We’ll unpack that paragraph another day. Today, though, our focus is on how the unsuspecting vitamin D has any role in regulating your body’s response to insulin. The science here is not new; most people know that vitamin D is the main driver for moving calcium in the body. That’s why we were told that low vitamin D causes rickets, which doctors hardly diagnose anymore. Its twin, osteomalacia, is commonly diagnosed in GP consulting rooms, yet no one associates it with vitamin D—a scary reflection of our practitioners' knowledge of the human body in health and in disease. Are you ready for a truth bomb? Osteomalacia is rickets; they are the same medical condition. The only difference between the two is the time of diagnosis. In a child, it’s called rickets; in an adult, you get a fancier name: osteomalacia. The bottom line is that the only way we can absorb calcium from our diet is with the help of vitamin D. No vitamin D means no calcium absorption. Some vitamin D means some calcium absorption, but the question is: is your ‘some’ enough?
That is up to the body to decide. Your delicately made body maintains a super-tight balance on blood calcium levels. It won’t easily give in to the slack in your diet and vitamin D production by letting the calcium concentration go beyond or under a certain level. That is because calcium influences the body’s functioning on a millisecond timescale. Your nerve synapses depend on it, as do your heart muscle contractions, to name just two. If your body doesn’t guard it like a hawk, you’ll end up with cramps everywhere. Yes, your mysterious leg cramps, for which you take Sifrol or Valium, have a known, established medical cause. Magnesium is a favorite band-aid because it modulates calcium.
So, when you slack on getting sunlight, or have been in the dark for sometime, the body must look for calcium sources elsewhere. Fortunately, it doesn’t have to go very far, as our bones are a massive calcium reservoir. A gland in the body, called the parathyroid (embedded in the thyroid gland but not the thyroid gland itself), puts out a signal—parathyroid hormone (PTH)—which allows the body to harvest calcium from the bones, making up for the deficiency. Very neat, isn’t it? This fallback mechanism is beautiful and will keep us going for a while, but it’s not perfect. Bones are not bottomless; one day they will end up brittle (osteoporotic) or at least lose their hardness (rickets or osteomalacia).

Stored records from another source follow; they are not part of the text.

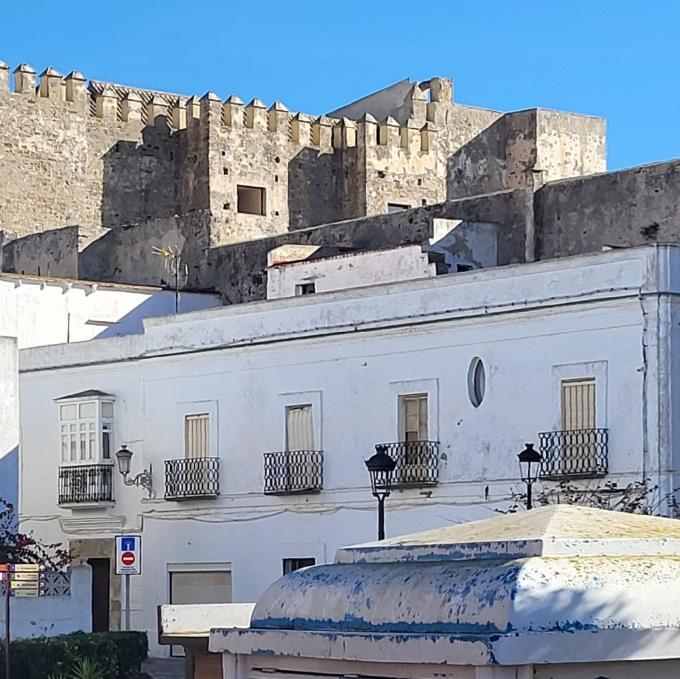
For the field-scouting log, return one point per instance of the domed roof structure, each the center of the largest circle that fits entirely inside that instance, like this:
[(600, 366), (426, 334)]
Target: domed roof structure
[(512, 589)]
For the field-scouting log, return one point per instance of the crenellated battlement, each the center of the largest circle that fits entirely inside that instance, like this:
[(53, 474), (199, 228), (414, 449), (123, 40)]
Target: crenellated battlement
[(123, 104)]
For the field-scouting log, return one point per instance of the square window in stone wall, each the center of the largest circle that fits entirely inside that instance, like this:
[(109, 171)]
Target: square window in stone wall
[(251, 200)]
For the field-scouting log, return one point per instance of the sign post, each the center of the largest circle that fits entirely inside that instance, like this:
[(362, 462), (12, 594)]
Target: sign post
[(128, 562), (4, 570), (22, 579)]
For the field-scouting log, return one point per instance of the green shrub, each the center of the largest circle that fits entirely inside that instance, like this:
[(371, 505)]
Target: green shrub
[(118, 654)]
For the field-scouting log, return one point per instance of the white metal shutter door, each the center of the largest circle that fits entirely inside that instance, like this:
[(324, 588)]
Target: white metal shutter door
[(200, 587)]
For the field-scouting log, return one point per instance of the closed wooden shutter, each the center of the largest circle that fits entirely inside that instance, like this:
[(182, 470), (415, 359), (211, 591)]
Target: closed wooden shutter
[(414, 417), (299, 428), (578, 404), (197, 436)]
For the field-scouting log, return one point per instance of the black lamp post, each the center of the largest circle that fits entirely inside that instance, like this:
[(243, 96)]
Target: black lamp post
[(143, 479), (380, 467), (529, 465)]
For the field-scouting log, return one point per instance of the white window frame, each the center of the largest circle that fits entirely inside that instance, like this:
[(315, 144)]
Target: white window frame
[(102, 423), (427, 387), (301, 398), (403, 398), (593, 370), (188, 408)]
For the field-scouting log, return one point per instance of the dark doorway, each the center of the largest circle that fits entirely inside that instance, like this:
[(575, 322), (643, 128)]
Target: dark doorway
[(100, 594)]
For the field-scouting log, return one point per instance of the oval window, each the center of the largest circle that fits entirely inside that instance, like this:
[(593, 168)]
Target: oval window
[(476, 381)]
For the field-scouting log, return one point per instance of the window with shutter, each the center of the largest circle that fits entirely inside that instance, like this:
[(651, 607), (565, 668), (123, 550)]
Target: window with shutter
[(579, 451), (413, 417), (578, 404), (299, 428), (85, 431), (197, 436)]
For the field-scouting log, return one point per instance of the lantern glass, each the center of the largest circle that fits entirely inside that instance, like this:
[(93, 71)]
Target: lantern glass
[(529, 463), (380, 468)]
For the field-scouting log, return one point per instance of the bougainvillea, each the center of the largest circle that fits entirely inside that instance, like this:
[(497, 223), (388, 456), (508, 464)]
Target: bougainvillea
[(17, 547)]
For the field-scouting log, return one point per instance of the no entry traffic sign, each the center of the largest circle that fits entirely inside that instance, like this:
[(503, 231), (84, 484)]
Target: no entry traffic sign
[(128, 554)]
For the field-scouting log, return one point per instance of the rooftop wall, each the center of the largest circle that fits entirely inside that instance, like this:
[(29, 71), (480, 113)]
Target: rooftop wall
[(619, 209)]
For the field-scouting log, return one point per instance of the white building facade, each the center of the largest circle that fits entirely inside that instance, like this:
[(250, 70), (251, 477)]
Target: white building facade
[(255, 420), (40, 311)]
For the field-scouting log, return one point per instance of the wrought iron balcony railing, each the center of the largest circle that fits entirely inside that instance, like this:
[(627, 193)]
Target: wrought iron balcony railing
[(417, 462), (293, 471), (574, 454), (85, 483), (192, 478)]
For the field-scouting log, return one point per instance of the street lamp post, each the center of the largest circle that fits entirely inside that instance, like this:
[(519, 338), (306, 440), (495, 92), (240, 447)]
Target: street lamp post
[(143, 479), (529, 465), (380, 468)]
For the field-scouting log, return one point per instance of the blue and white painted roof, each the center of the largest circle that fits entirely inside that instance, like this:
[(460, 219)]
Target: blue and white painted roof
[(530, 587)]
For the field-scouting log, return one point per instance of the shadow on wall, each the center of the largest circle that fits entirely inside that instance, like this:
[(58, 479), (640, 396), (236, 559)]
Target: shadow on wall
[(312, 189), (158, 304), (9, 478), (141, 181), (495, 159)]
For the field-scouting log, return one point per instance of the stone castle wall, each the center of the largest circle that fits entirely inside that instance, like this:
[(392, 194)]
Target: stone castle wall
[(98, 155)]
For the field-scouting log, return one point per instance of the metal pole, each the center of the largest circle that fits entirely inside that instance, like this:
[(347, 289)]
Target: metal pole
[(176, 285), (529, 484), (127, 602), (381, 518), (8, 594)]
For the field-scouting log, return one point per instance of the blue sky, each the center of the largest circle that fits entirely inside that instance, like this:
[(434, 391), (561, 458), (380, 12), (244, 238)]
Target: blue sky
[(614, 59)]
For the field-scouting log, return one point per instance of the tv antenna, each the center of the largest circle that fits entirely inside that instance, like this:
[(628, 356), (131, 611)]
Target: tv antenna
[(173, 264)]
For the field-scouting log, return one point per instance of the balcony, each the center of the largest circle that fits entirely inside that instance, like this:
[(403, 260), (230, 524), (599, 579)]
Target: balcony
[(192, 478), (417, 463), (574, 454), (293, 471), (85, 484)]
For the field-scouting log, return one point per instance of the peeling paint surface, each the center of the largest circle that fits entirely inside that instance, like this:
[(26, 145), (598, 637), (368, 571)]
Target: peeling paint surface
[(611, 593)]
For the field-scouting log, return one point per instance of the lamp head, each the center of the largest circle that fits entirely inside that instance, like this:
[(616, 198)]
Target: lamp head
[(380, 468), (123, 457), (529, 463)]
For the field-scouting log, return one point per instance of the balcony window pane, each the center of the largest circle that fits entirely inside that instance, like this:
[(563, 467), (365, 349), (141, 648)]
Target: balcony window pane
[(88, 409), (68, 412)]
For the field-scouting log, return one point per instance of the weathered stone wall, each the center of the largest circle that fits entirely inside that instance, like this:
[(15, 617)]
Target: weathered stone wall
[(527, 148), (61, 165), (128, 254), (238, 271), (621, 209), (50, 253), (168, 168)]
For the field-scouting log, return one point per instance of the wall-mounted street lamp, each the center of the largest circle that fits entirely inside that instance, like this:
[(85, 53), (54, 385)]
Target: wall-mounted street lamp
[(143, 479), (529, 466), (380, 468)]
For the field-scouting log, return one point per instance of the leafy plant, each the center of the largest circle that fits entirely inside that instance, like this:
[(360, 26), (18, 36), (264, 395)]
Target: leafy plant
[(16, 547), (119, 655), (86, 668)]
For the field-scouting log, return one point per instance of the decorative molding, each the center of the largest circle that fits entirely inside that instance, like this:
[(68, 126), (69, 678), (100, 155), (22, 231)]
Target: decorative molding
[(92, 525)]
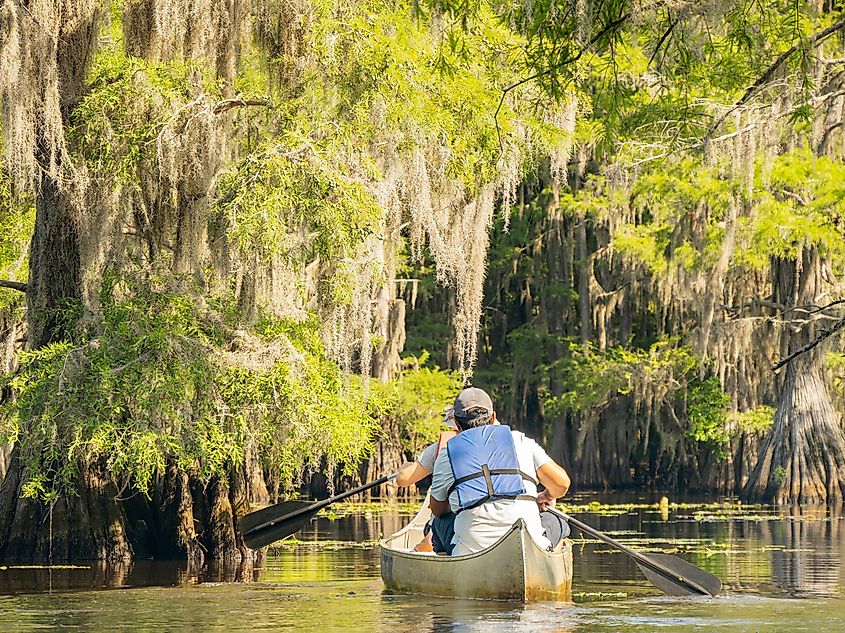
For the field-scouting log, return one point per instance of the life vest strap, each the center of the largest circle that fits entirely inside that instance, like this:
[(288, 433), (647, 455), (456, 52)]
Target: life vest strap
[(486, 473)]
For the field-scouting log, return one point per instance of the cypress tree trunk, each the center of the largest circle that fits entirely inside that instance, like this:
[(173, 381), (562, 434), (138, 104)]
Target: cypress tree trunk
[(803, 458)]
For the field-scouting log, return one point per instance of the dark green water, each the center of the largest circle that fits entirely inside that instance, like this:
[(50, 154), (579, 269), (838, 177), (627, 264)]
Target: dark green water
[(781, 571)]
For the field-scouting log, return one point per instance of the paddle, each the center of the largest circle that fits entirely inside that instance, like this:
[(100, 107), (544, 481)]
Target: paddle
[(672, 575), (274, 523)]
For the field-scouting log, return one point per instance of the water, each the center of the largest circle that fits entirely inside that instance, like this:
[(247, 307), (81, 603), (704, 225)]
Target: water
[(780, 571)]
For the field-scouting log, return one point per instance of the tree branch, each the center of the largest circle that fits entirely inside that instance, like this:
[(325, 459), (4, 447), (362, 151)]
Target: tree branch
[(753, 89), (815, 342), (14, 285), (227, 104), (608, 28)]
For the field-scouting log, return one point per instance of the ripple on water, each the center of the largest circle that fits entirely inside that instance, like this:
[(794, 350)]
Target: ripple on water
[(781, 572)]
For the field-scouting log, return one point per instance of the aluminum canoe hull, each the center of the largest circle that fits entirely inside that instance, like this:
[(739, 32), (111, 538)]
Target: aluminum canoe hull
[(513, 568)]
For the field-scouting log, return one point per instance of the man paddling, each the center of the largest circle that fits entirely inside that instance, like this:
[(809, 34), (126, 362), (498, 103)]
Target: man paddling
[(412, 472), (488, 477)]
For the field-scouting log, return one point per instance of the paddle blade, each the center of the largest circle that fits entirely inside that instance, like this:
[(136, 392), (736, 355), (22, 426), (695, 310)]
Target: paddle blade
[(249, 521), (283, 528), (678, 582)]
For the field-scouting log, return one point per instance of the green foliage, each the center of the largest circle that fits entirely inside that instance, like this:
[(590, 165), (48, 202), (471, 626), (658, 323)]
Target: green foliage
[(157, 386), (294, 204), (421, 394), (17, 220), (592, 378), (115, 126), (802, 203), (757, 420), (707, 409)]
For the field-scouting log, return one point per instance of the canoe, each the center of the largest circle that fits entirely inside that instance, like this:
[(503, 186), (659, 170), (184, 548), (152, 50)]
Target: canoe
[(513, 568)]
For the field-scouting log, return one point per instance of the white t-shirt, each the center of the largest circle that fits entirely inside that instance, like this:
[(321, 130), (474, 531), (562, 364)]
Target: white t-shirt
[(483, 525), (427, 457)]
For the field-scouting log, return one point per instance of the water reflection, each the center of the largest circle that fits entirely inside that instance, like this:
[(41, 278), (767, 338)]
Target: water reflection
[(331, 582)]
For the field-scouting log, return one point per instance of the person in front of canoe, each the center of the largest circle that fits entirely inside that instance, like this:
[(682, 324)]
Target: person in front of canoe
[(412, 472), (487, 478)]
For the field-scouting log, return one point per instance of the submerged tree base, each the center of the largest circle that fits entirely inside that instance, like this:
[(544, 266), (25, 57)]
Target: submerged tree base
[(184, 520), (803, 458)]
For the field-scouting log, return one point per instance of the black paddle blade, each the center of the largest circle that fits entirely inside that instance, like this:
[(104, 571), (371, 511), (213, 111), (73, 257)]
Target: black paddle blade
[(269, 513), (279, 530), (682, 580)]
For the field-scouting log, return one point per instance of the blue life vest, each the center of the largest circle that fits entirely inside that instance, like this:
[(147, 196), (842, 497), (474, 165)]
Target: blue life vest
[(485, 466)]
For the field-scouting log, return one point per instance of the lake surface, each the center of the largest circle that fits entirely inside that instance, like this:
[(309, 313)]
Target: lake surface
[(781, 571)]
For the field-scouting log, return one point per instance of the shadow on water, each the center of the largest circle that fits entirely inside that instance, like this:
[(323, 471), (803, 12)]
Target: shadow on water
[(327, 579)]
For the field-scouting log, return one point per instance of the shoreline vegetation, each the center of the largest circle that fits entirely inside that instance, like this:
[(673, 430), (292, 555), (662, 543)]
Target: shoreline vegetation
[(249, 251)]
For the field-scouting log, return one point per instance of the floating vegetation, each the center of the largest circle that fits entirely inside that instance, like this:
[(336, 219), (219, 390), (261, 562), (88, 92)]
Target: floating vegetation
[(17, 567), (294, 543), (598, 595), (372, 509)]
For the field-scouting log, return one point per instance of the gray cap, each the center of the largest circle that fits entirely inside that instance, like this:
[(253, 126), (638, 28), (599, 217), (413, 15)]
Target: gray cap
[(449, 417), (471, 398)]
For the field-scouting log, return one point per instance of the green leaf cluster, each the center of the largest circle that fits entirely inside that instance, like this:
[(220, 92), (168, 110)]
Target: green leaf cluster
[(160, 384), (421, 394), (592, 378)]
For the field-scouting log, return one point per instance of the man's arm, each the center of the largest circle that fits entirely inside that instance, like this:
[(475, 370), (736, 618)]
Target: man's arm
[(439, 508), (554, 478), (441, 482), (410, 473)]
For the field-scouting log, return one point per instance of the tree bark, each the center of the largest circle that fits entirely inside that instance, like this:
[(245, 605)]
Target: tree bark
[(803, 458)]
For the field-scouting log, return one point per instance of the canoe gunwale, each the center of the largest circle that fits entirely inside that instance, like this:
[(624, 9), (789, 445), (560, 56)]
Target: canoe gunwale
[(523, 572)]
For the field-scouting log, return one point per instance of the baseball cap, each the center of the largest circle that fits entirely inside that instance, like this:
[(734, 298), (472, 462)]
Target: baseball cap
[(449, 417), (472, 398)]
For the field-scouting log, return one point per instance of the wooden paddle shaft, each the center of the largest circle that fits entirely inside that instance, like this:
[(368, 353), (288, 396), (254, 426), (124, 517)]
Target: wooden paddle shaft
[(637, 556), (316, 507)]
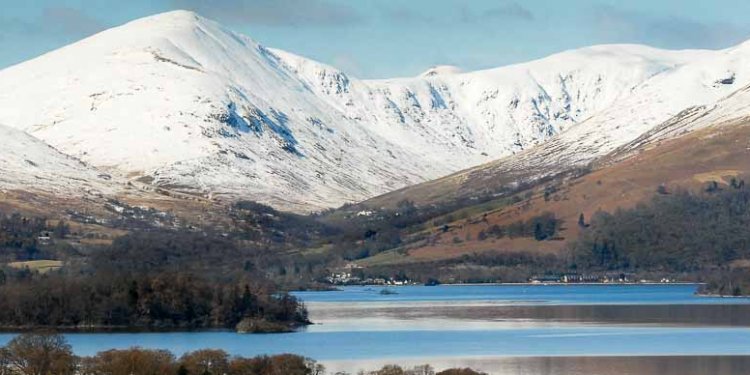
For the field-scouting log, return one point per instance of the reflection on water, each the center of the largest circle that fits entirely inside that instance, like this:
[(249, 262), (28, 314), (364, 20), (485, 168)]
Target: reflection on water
[(578, 330), (428, 315), (676, 365)]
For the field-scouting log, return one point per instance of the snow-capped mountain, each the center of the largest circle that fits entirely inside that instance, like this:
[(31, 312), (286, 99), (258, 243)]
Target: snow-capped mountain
[(182, 102), (27, 163)]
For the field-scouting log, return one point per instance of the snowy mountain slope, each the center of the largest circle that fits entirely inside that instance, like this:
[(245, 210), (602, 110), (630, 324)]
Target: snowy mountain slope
[(29, 164), (179, 101)]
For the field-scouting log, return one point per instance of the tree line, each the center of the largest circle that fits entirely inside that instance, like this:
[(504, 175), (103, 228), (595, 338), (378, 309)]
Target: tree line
[(50, 354), (679, 231)]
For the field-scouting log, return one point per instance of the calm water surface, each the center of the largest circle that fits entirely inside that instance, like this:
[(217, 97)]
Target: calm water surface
[(638, 329)]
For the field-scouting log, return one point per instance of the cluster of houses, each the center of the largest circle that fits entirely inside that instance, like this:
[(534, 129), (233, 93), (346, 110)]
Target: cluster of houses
[(346, 278), (591, 278)]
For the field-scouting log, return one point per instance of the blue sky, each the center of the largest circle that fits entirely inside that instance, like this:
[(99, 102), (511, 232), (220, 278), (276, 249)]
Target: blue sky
[(387, 38)]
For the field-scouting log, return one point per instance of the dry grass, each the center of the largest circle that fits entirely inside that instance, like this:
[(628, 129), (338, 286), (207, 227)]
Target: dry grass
[(40, 266), (689, 162)]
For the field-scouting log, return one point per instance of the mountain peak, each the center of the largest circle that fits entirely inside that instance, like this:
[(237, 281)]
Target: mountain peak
[(441, 70), (174, 16)]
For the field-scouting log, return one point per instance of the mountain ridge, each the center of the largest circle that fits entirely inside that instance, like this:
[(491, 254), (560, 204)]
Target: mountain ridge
[(181, 102)]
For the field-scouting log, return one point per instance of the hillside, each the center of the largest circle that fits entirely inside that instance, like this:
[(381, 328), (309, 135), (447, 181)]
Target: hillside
[(178, 102), (631, 175)]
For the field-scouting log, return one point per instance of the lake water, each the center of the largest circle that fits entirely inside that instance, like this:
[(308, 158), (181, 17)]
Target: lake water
[(503, 329)]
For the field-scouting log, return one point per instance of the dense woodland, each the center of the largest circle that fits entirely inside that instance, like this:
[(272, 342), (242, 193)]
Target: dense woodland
[(50, 354), (144, 280), (678, 231)]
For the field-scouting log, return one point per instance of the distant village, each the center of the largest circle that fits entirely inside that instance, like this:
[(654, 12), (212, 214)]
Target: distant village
[(345, 276)]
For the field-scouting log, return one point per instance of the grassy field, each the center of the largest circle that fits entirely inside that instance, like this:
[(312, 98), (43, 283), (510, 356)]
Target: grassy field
[(40, 266)]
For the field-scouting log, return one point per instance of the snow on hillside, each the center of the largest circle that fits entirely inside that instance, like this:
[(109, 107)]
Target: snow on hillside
[(27, 163), (180, 101)]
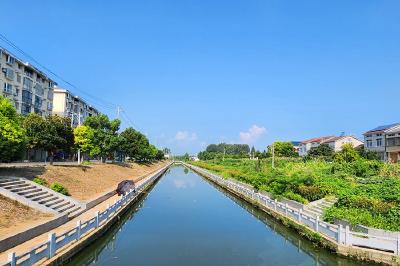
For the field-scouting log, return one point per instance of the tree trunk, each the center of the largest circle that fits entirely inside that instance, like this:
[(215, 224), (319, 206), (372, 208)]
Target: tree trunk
[(51, 157)]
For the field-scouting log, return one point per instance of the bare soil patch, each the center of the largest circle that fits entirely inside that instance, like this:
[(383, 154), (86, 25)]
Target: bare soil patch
[(15, 216)]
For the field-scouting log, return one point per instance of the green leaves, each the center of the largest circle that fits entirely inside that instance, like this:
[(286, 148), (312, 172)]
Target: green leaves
[(12, 134)]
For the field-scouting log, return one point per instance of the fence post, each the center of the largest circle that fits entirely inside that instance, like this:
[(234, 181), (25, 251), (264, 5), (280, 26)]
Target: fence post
[(97, 219), (300, 212), (11, 259), (78, 229), (52, 244), (347, 236)]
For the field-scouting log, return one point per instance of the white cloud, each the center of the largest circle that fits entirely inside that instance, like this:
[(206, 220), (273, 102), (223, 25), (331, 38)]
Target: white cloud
[(252, 134), (185, 136)]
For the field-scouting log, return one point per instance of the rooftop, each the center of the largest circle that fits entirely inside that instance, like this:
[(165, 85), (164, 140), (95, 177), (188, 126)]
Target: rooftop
[(319, 139), (381, 128)]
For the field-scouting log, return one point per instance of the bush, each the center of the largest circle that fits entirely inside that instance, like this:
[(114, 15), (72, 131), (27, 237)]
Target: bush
[(59, 188), (40, 181)]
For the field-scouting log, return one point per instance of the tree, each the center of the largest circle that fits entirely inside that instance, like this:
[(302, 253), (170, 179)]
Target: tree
[(367, 154), (51, 134), (106, 140), (347, 154), (135, 144), (12, 133), (253, 152), (323, 150), (160, 155)]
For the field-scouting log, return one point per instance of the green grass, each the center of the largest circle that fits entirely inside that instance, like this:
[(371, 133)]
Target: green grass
[(368, 191)]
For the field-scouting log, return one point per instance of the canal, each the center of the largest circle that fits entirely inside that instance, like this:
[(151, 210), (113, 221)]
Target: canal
[(186, 220)]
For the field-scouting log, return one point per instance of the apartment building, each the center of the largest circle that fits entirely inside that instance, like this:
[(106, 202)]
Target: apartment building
[(68, 105), (385, 141), (334, 142), (26, 86), (306, 145)]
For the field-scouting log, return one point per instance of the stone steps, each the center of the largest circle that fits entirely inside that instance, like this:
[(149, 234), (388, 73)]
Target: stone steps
[(40, 197)]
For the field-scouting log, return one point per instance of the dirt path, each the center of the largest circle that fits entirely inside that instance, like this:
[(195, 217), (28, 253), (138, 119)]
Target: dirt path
[(86, 182), (15, 216), (61, 229)]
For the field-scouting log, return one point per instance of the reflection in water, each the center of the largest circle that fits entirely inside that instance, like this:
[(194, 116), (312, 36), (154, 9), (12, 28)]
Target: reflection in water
[(186, 221)]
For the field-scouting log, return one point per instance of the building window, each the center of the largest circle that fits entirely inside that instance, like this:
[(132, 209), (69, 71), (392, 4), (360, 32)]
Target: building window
[(39, 89), (379, 142), (27, 97), (27, 84), (10, 60), (369, 143), (25, 108), (8, 73)]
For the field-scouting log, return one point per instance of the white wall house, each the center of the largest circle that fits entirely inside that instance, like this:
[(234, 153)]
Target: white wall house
[(26, 86), (68, 105), (306, 145), (376, 140), (385, 140), (336, 143)]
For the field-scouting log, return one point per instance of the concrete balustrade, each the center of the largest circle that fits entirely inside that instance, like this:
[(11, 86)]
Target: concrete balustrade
[(336, 233), (57, 242)]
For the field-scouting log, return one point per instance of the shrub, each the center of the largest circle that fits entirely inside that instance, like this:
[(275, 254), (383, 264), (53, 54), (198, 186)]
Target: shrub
[(59, 188), (40, 181), (86, 163)]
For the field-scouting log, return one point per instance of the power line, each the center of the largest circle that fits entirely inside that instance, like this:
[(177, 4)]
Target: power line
[(96, 100), (104, 103)]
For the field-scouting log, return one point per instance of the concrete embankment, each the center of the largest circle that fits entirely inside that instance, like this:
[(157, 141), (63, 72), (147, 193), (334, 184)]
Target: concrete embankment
[(314, 230), (70, 238)]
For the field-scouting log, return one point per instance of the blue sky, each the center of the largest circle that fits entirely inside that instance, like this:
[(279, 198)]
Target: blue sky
[(189, 73)]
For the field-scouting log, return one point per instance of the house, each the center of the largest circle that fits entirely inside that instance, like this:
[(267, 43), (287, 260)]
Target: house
[(393, 144), (336, 143), (384, 141), (68, 105), (296, 146), (28, 88), (306, 145)]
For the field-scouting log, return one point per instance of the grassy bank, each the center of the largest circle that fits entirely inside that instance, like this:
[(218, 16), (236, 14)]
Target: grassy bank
[(368, 191)]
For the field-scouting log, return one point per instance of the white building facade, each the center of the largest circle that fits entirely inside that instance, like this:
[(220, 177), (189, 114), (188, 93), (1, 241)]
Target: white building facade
[(27, 87), (68, 105), (384, 140)]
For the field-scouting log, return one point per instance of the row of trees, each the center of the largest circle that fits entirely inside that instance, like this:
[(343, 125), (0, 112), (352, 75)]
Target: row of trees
[(98, 137), (215, 151), (284, 149)]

The bigger issue is that when PTH stimulates bone resorption (the medical word for mining), the process is not as finely regulated as when calcium is absorbed from the gut with the help of vitamin D. Most of the time, we wind up with an influx of calcium—like a major migration into the blood vessels—and now the body has another problem to solve. Too much calcium kills us just as quickly, if not sooner, as too little. Worry not; we have another fallback plan. Our cells absorb the excess calcium to bring the blood level down into the tight range it needs to be in.
Fallbacks are fallbacks; they always come with a price tag. In the insulin case, when cells are filled with calcium, there is more resistance. Think about it like limescale: if your hot water dispenser's tiny nozzle is covered in limescale, you won’t get a good flow of hot water. The fat cells simply can’t take in more stuff (fat or sugar energy) once they’ve taken up more calcium than their normal share. They will have to say no to insulin. As if that’s not bad enough, vitamin D deficiency—the original reason for the extra calcium in the cells—also stimulates IKKβ, which affects IRS-1 phosphorylation (if you remember this from the last posts). It’s coming at you from all angles to pull you away from optimal.
We summarise all these complex processes in the term insulin resistance. The problem is that we forget what causes it in the first place. We don’t like to admit it, of course, because we have our more important pride to look after. I’ve done it myself. Pharmaceuticals are a quick cover up to this issue, as people will judge me knowledgeable while my ignorance and amnesia are never going to be noticed, let alone brought up by the suffering patients in front of me.